Eugen Staub will Güttinger Gemeindeammann bleiben. (Bild: Nana do Carmo)

Die Regierungskrise in Güttingen nimmt kein Ende. An der gestrigen Gemeindeversammlung erläuterten sowohl der Gemeinderat, der von Eugen Staub den Rücktritt fordert, wie auch der Ammann ihre Ansichten. Die Anschuldigungen waren bekannt (unsere Zeitung berichtete). Die Fronten bleiben verhärtet. Niemand will nachgeben, geschweige zurücktreten. Christoph Tobler, der als externer Berater hinzugezogen worden war und nach Lösungen suchen wollte, schilderte das Vorgehen und seine Eindrücke. Er sprach von einer Nulllösung. Es sei unmöglich, beide Seiten wieder zusammenzuführen. Alle fünf seien gewählt und könnten bis zum Legislaturende ihr Amt weiter ausführen.

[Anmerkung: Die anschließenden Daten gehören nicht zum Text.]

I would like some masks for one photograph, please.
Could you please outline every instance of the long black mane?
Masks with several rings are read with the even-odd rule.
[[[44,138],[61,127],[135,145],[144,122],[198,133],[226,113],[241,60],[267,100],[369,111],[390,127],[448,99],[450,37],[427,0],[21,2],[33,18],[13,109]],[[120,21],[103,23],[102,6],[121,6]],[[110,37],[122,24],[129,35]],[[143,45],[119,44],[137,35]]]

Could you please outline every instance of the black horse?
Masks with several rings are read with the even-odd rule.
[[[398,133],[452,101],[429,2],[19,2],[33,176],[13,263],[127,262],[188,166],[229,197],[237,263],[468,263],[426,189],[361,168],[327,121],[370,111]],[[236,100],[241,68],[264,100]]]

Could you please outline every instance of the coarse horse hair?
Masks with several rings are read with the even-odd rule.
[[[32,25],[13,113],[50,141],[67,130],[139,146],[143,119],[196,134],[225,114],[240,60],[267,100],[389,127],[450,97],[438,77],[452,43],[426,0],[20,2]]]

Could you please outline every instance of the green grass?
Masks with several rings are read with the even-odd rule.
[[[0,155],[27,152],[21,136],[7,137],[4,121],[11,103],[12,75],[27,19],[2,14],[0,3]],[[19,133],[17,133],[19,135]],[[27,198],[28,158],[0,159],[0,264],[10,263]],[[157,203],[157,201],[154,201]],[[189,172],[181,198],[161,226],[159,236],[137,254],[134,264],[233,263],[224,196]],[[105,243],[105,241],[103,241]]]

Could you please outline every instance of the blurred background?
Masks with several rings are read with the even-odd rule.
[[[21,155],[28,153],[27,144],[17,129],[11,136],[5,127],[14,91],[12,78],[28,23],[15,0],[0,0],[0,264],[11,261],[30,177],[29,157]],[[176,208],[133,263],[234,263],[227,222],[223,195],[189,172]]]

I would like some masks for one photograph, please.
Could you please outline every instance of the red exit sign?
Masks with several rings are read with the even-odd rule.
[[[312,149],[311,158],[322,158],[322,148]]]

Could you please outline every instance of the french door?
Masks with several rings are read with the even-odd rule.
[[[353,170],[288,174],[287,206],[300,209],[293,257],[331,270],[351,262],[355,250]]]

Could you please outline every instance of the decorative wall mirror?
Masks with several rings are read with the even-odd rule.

Gleich zu Beginn wurde den 234 Stimmberechtigten klargemacht, dass man keine Diskussion wünsche. Die Standpunkte sollten sachlich vorgetragen werden und die Versammlung um 21.30 Uhr beendet werden. Gerade fünf Minuten blieben für Voten. Ein Mann rief die Streithähne auf, sich zusammenzureissen und ihre Arbeit gut zu machen. Er erhielt grossen Applaus.